Then if you go DCC,you don't need block control at all even with multiple trains running.


----------



## timlange3 (Jan 16, 2013)

Blocks are also useful for debugging electrical problems. You don't need switches to 'block' the railroad, terminal strips or even twist connectors can be used to isolate sections of the railroad.

Personally, I would not block a 2' x 15' if the plan is one train running with DC or using DCC.


----------



## Mavryk (Jan 28, 2013)

Good, that simplifies things. I won't bother "blocking" it then. Thanks for the help on this. I'm sure this won't be my last cry for help and all help is greatly appreciated.

Lorne


----------



## Mavryk (Jan 28, 2013)

Here's a diagram of what I have so far for my layout. Only half made, as you can see.

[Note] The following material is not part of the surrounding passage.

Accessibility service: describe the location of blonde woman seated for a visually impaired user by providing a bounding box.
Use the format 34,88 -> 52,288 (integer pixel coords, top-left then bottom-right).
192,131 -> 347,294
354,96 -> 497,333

Not sure how I want ther rest to look yet. Might extend the ladder out to the left a bit more. Once I have that down, I can order the track needed.










Tell me what you all think of it as far as functionality and all that. If anyone feels like adding to this design to make it more usefull, feel free. I'm open to ideas.

The industries will be located on the bottom and right of this layout (so far). Not sure what all the industries will be involved, but there WILL be a trucking company in there, as I work in that industry.

Thanks,
Lorne


----------